Seriously... we just ate upwards of $6 trillion on a couple of wars that changed nothing for the better, and frankly people already seem largely over it, even as those wars are far from over. Clearly the public is not above being led by the nose when it comes to bombing people they've never met, don't identify with, and maybe even are a bit scared of.
I don't see why dropping support for the House of Saud would require we bomb anyone. We'd garrison Israel, the UAE and Kuwait and let Saudi Arabia consume itself from within. The Kingdom depends on American arms. If we cut those sales off, their security infrastructure starts failing within weeks.
My fundamental point is that American influence over the Saudis shadows any Saudi influence on America.
I agree with you completely. I only mean that since Americans have shown willingness to commit to far more in the name of far less, this would be a trivial thing to lead them into.
The Saudi Terror Clan spends tens of billions of dollars every year on bribing US politicians and retired politicians and military men. It's true that the US people would be fine without any alliance with the STC, but US policy isn't set by the American people.

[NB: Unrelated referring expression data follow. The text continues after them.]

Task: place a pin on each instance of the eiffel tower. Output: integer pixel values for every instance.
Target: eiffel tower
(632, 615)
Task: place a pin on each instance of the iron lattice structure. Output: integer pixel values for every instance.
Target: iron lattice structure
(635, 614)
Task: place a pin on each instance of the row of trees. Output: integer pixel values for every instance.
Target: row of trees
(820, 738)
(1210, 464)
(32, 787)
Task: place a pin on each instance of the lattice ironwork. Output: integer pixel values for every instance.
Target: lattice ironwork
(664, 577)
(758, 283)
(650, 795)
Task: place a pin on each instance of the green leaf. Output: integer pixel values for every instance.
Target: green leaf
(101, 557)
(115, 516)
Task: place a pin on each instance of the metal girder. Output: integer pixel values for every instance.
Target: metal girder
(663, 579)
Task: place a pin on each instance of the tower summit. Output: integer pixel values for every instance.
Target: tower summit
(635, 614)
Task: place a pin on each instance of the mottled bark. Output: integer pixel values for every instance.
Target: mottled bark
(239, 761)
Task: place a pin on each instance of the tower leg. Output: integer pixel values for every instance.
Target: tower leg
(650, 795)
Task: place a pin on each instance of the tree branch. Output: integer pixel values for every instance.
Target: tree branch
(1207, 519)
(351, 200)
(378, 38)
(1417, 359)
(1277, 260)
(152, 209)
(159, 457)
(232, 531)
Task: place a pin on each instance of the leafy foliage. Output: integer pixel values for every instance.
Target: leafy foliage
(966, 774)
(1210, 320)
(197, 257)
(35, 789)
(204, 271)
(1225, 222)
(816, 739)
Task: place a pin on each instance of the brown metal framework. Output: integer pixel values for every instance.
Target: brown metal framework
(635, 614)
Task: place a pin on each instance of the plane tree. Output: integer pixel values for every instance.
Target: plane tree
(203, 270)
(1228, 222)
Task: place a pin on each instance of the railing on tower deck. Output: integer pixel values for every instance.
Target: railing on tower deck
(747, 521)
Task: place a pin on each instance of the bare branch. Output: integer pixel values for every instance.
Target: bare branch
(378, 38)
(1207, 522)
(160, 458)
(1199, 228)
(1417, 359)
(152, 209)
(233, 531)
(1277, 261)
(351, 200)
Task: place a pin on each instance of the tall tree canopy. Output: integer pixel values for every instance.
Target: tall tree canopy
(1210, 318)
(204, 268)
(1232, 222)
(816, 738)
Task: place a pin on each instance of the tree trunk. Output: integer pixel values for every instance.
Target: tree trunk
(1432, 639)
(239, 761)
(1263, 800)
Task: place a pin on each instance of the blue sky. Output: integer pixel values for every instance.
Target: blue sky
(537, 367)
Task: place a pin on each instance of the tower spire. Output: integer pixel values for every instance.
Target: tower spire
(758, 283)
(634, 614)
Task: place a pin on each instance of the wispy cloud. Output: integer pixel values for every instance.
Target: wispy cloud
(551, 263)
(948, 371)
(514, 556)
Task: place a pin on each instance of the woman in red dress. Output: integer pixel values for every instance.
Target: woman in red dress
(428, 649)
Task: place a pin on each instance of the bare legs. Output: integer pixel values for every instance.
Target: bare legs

US policy is set by politicians, bureaucrats, and military leaders. And STC has them well into its palm. That's why the STC can attack us on our own soil, kill thousands of us, and get thanked and rewarded by our leaders.
It's easy to say everything's fine now when the ramifications of this have not played out.
Interest rates are stupidly low now, borrowing trillions has never been easier. If they get as high as they did in the 1980s there will be blood in the streets.
What is a new regime going to do significantly differently? No matter who rules, they are going to pump and sell the oil. Heck, even the ISIS does that with oil under their control.
House of Saud are not vassals of the US, and they don't control the US.
They made a deal way back that the US would keep House of Saud in power, in exchange for their Oil at market prices. That - and the fact that they are allies on 'terrorism' means a degree of mutually beneficial transactions.
Strategic partners, that's it.
The US does things that massively piss of the Saudis - particularly the removal of Iran sanctions. That is pretty much #1 worst thing that the US could do, outside of withdrawing support for them unilaterally.
> That - and the fact that they are allies on 'terrorism'
I think you put the quotation marks in the wrong place. The Saudi government are "allies" with the US on terrorism - that is, they nominally support the US efforts to combat terrorism, which means that the US overlooks Saudi-originating terrorism and instead directs its attention elsewhere.
In exchange for selling their oil at market prices? That's not much of an exchange, given the Saudis have to sell their oil at market prices to someone and the market is entirely fungible. If they sell it to different countries we can just buy the oil those countries no longer need.
"That's not much of an exchange, given the Saudis have to sell their oil at market prices to someone and the market is entirely fungible"
It's a very important deal considering how much Oil they have, and that they could chose to use it as a geostratgic weapon - but really, if the US did not protect them they would have been invaded long ago.
It's not so apparent in 2016, but it was more important way back.
Saudi Oil is sweet, and very easy to access with old-school technology. Nowadays you have off-shore, deep-water, Oil Sands, horizontal drilling etc. etc. that didn't exist.
The ties surely go deeper than just oil, for example helping to keep the area stable or as least as stable as is beneficial. However I wonder if the recent boom in shale oil in the US might have tipped the relationship in US favor.